Published February 9, 2026 · By Cam Lillico

Foundation #7: Why Leaders Avoid Big Decisions

Most delayed decisions are emotional, not analytical. Naming the fear helps restore decision quality.

Foundation #7: Why Leaders Avoid Big Decisions

Big decisions are rarely blocked by missing data. They’re usually blocked by human fear.

Leaders avoid hard calls for predictable reasons: fear of failure, fear of conflict, fear of hurting relationships, and fear of being the one who got it wrong.

The problem is delay feels safer than action in the moment, but it creates larger costs over time—confusion, slower execution, quieter frustration, and avoidable risk.

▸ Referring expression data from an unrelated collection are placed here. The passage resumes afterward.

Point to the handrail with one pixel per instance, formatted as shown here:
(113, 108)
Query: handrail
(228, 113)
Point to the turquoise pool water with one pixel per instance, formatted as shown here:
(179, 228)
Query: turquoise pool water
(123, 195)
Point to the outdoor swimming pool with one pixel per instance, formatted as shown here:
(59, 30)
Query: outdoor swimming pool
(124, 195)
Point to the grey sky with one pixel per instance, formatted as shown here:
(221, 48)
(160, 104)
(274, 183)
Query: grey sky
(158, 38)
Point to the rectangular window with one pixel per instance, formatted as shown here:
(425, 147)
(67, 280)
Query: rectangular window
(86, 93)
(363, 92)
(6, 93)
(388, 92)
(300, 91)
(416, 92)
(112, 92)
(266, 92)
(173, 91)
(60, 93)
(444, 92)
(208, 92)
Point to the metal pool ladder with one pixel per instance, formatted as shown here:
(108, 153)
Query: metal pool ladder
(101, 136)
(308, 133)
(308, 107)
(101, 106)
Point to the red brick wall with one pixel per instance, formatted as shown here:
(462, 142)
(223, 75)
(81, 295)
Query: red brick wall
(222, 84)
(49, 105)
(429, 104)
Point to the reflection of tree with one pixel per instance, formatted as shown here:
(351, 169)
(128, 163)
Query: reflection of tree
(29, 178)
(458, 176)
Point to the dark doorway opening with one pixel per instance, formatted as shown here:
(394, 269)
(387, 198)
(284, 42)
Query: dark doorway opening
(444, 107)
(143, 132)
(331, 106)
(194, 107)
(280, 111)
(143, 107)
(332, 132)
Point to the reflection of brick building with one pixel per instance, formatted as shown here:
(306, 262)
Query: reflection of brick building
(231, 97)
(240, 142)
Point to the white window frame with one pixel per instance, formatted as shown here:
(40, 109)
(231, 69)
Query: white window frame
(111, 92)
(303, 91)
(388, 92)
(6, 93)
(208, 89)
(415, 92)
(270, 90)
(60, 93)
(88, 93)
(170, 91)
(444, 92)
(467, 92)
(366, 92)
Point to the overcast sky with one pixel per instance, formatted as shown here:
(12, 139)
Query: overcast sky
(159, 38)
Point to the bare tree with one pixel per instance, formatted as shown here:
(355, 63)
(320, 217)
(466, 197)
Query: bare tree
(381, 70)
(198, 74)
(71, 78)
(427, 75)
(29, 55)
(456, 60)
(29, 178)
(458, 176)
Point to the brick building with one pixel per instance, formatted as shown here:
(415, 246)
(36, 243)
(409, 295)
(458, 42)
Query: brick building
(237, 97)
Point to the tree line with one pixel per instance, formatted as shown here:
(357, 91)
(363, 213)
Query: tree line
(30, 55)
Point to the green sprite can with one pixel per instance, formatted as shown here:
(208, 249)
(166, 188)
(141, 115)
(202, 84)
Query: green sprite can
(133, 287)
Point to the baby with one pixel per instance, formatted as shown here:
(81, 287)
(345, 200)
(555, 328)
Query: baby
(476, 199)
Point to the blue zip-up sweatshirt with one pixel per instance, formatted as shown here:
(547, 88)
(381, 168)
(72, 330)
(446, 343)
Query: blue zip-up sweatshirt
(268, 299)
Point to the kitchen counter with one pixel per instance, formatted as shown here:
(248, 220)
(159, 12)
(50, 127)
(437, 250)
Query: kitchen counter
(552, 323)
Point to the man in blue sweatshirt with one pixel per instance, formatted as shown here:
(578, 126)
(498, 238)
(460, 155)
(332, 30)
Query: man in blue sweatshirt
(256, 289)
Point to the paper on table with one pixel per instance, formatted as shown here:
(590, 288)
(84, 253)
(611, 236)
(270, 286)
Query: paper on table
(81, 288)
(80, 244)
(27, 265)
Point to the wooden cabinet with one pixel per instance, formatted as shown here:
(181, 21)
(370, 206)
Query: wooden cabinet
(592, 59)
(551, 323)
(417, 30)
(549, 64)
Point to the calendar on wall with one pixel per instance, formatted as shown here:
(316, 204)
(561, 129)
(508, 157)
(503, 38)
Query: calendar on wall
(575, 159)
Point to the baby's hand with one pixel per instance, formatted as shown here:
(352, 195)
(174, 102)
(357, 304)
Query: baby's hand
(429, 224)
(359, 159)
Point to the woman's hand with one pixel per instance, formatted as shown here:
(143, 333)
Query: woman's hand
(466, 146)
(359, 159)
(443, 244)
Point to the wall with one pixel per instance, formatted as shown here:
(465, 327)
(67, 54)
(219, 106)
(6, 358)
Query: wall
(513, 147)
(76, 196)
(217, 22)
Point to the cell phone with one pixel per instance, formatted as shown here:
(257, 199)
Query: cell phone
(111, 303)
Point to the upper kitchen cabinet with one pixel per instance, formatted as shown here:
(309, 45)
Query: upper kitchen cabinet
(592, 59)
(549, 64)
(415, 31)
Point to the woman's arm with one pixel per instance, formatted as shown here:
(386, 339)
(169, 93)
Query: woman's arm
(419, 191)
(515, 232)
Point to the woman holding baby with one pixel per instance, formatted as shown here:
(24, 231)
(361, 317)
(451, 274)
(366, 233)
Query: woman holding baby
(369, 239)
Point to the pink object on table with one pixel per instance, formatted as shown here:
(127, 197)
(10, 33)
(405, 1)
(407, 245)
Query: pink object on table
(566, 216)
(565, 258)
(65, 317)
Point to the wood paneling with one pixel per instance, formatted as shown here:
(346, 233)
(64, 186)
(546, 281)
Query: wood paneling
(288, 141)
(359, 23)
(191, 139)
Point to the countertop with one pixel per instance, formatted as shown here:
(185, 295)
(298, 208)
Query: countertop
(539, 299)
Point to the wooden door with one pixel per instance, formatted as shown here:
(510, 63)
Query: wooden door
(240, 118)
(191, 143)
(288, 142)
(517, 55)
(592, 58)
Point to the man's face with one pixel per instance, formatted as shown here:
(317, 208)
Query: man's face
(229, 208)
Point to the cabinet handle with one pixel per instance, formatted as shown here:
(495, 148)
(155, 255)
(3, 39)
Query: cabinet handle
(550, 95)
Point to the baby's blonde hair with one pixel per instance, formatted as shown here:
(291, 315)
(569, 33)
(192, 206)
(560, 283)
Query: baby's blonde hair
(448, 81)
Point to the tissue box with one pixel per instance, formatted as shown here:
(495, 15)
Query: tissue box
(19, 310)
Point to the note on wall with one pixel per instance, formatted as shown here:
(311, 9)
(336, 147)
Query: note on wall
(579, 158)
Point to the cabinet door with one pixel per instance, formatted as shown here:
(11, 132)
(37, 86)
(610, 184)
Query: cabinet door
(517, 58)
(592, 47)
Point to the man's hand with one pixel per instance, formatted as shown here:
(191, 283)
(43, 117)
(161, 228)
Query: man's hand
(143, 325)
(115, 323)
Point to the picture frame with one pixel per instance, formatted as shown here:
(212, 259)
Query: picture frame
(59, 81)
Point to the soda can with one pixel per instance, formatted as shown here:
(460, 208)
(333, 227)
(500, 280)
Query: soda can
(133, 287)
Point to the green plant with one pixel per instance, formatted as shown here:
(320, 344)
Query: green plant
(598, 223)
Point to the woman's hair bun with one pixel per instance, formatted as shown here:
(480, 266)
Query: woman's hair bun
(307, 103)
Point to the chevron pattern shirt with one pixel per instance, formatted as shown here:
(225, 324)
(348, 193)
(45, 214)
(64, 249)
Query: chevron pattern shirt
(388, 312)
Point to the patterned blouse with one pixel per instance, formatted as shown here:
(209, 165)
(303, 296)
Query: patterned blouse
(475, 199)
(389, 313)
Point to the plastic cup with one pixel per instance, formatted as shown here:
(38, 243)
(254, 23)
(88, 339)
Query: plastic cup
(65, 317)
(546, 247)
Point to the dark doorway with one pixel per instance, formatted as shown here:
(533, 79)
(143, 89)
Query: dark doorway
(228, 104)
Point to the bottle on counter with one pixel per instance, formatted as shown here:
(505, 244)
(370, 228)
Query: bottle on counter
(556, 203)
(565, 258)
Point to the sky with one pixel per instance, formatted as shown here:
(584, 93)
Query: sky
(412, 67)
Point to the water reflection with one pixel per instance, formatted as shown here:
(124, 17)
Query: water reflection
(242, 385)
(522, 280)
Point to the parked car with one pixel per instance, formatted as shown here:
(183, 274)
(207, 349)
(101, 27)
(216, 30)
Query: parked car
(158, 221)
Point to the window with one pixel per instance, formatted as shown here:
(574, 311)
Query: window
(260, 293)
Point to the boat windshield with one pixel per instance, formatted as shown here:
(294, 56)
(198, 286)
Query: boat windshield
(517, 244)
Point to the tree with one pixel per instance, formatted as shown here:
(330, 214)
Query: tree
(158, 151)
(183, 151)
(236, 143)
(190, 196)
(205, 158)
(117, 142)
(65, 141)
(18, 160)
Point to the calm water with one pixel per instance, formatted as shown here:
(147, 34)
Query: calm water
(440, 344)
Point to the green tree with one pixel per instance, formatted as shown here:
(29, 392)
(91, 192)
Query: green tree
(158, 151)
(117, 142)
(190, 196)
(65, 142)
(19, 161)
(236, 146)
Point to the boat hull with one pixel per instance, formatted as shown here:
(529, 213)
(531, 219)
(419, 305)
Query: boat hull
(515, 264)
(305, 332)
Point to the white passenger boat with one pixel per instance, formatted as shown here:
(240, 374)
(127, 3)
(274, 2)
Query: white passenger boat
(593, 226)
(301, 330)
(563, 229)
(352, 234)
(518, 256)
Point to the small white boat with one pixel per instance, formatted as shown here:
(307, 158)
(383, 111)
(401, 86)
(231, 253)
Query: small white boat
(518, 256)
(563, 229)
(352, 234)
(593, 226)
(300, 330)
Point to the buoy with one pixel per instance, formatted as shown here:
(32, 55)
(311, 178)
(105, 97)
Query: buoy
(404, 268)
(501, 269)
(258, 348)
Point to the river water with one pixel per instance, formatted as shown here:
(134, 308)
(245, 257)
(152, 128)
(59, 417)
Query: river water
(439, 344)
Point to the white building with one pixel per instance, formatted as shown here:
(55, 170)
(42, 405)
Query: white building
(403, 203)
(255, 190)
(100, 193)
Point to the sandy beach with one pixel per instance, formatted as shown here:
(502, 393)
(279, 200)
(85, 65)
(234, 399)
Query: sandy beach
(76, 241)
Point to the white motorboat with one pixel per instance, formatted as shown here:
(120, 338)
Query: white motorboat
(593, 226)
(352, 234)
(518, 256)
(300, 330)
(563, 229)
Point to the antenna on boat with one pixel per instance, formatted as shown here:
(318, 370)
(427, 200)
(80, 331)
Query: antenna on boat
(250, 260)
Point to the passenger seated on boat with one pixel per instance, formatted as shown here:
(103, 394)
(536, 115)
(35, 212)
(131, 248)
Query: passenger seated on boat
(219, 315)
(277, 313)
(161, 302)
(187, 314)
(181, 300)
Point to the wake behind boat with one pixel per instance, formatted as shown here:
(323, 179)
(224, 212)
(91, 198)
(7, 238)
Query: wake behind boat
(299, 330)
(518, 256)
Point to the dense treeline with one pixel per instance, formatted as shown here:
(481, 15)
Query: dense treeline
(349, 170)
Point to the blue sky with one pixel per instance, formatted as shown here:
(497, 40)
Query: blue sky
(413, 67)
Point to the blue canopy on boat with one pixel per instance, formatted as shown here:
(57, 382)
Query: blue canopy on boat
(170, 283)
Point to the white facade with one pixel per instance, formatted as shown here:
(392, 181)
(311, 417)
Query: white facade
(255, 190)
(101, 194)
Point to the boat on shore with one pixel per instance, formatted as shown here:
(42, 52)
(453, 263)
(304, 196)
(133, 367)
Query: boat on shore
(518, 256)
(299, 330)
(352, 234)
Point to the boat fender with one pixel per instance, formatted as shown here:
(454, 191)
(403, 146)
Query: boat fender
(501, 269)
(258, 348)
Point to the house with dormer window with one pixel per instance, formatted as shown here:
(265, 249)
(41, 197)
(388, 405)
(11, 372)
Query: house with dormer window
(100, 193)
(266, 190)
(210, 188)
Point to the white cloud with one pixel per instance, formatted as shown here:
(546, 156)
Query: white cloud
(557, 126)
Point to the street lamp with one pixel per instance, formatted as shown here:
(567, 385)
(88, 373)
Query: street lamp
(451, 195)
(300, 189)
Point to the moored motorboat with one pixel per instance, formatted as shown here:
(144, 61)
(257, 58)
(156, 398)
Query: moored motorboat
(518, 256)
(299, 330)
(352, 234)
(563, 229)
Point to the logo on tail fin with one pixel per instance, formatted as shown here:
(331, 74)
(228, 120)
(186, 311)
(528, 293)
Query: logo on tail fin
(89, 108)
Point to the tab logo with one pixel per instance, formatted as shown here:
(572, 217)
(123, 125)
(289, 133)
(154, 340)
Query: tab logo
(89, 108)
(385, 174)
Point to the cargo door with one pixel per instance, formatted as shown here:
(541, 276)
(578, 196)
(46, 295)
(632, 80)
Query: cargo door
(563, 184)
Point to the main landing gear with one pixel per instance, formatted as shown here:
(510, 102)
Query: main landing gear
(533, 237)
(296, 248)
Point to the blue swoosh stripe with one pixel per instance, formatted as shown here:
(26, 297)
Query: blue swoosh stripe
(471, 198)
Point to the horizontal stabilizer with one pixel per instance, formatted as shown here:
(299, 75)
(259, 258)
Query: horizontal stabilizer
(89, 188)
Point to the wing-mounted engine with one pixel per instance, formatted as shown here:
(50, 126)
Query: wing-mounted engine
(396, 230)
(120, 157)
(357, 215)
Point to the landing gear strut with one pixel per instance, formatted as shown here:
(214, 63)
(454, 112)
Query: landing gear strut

I’ve seen this most often in role-fit decisions, strategy pivots, and pricing moves. Everyone can sense the issue, but the team keeps gathering "one more input" to postpone commitment.

A practical way through hesitation is to ask three questions: 1) What happens if we wait? 2) What happens if we act? 3) What advice would we give another CEO in this exact situation?

Those questions break emotional fog and force clearer trade-offs.

Another useful move: separate irreversible consequences from temporary discomfort. Most hesitation is about discomfort, not existential risk.

Actionable takeaways: 1) Name the real fear out loud in the leadership room. 2) Put the decision on a deadline. 3) Define the downside of delay, not just the downside of action. 4) Commit, communicate clearly, and execute.

Decisive leadership isn’t fearless. It’s acting responsibly even when certainty is incomplete.